Por Ramón Morel
En política, no todos los aplausos significan liderazgo, y no todo liderazgo se traduce en resultados para el partido. Muchas veces, la confusión de roles y la obsesión por las demostraciones públicas de poder llevan a tomar decisiones que, en el mediano plazo, se convierten en lastres difíciles de revertir.
Recientemente, en el marco del Congreso Elector Manolo Tavárez Justo, la Fuerza del Pueblo anunció que se reservaba la presidencia de la provincia de Santiago y la del municipio cabecera, entre otros puntos estratégicos. Esto coloca sobre los hombros de la alta dirección la responsabilidad de designar, en los próximos días, a quienes estarán al frente de estos territorios.

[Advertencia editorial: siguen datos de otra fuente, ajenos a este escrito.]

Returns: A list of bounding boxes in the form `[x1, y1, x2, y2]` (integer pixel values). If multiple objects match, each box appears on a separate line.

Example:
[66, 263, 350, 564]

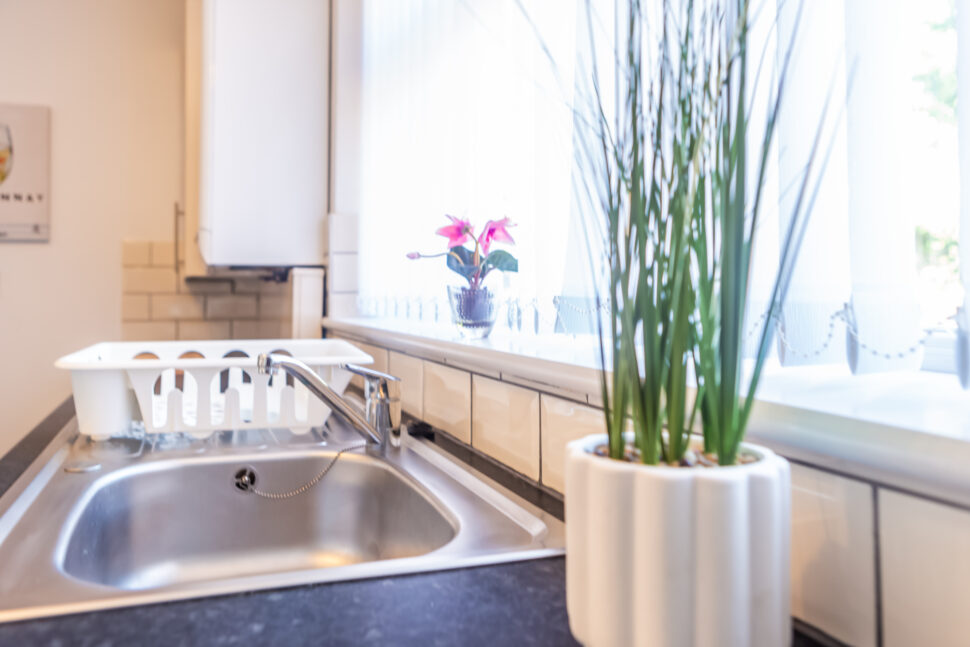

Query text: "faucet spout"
[256, 353, 396, 449]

Aquí es donde la decisión se vuelve crítica: poner a un aspirante a cargo de elección popular como dirigente territorial es, casi siempre, un error estratégico. La razón es sencilla: quien aspira a un cargo electivo tiende a enfocar su gestión territorial en función de su propia proyección personal y no de las necesidades reales del partido. Los recursos, las relaciones y las energías que deberían invertirse en fortalecer la estructura y cohesión interna suelen desviarse hacia la construcción de una imagen personal y la preparación de su campaña.

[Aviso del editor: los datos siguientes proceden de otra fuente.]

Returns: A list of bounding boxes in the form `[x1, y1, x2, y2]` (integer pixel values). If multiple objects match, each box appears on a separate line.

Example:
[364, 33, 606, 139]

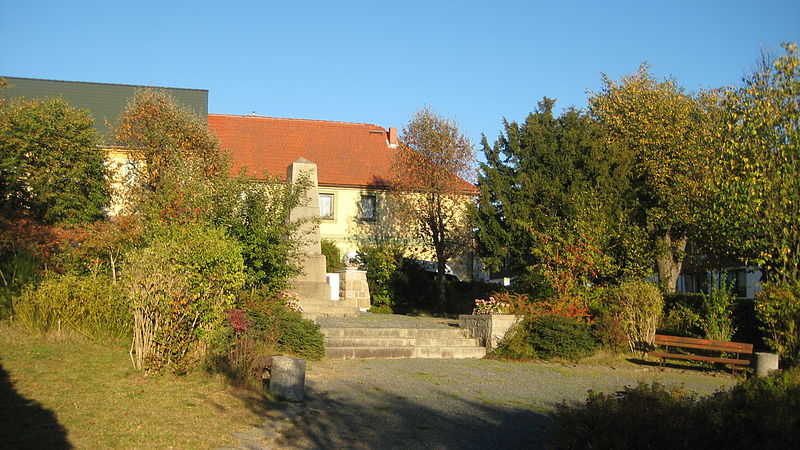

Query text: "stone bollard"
[269, 356, 306, 402]
[755, 352, 778, 377]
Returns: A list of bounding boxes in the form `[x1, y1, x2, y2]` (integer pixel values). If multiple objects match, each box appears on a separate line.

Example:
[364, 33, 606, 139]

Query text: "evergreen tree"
[473, 98, 642, 292]
[0, 98, 109, 224]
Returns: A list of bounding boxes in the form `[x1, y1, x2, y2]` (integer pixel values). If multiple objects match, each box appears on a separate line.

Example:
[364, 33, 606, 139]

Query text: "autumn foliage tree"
[391, 107, 475, 307]
[115, 89, 223, 217]
[0, 98, 109, 224]
[706, 43, 800, 283]
[589, 65, 714, 292]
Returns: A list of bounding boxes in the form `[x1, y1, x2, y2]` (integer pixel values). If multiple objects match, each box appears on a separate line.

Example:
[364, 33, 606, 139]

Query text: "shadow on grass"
[282, 384, 553, 449]
[0, 365, 72, 449]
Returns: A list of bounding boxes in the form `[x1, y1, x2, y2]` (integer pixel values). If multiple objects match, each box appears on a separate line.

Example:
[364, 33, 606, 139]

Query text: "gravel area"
[225, 359, 735, 449]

Esta situación no solo erosiona la neutralidad que debe tener un dirigente territorial para arbitrar conflictos internos, sino que puede generar divisiones y favoritismos. Un dirigente que, a la vez, es aspirante, corre el riesgo de usar su posición para crear un círculo de lealtades personales, debilitando la institucionalidad del partido y generando resentimientos en otros aspirantes.
El contraste con la otra opción es evidente: designar a personas con experiencia, capacidad de gestión y compromiso partidario, pero sin aspiraciones electorales inmediatas. Estos perfiles tienen la libertad de dedicar todo su tiempo y energía a consolidar el territorio, mantener la cohesión interna, arbitrar disputas con imparcialidad y garantizar que el partido llegue fortalecido a las elecciones, sin el lastre de un conflicto interno incubado por el propio liderazgo local.
En momentos donde la Fuerza del Pueblo necesita ampliar su base, unificar criterios y proyectar seriedad organizativa, la elección de los dirigentes territoriales no puede ser una moneda al aire. La alta dirección debe evitar caer en el error tentador de premiar a figuras con alto perfil mediático pero con agenda propia. Al contrario, se debe apostar por liderazgos que construyan desde adentro, pensando primero en el partido y después —si llega el momento— en sus aspiraciones personales.
Porque poner a un aspirante a dirigir un territorio es como dejarle la llave del tesoro al único que quiere gastarlo todo para sí. La pregunta no es si lo hará, sino cuándo.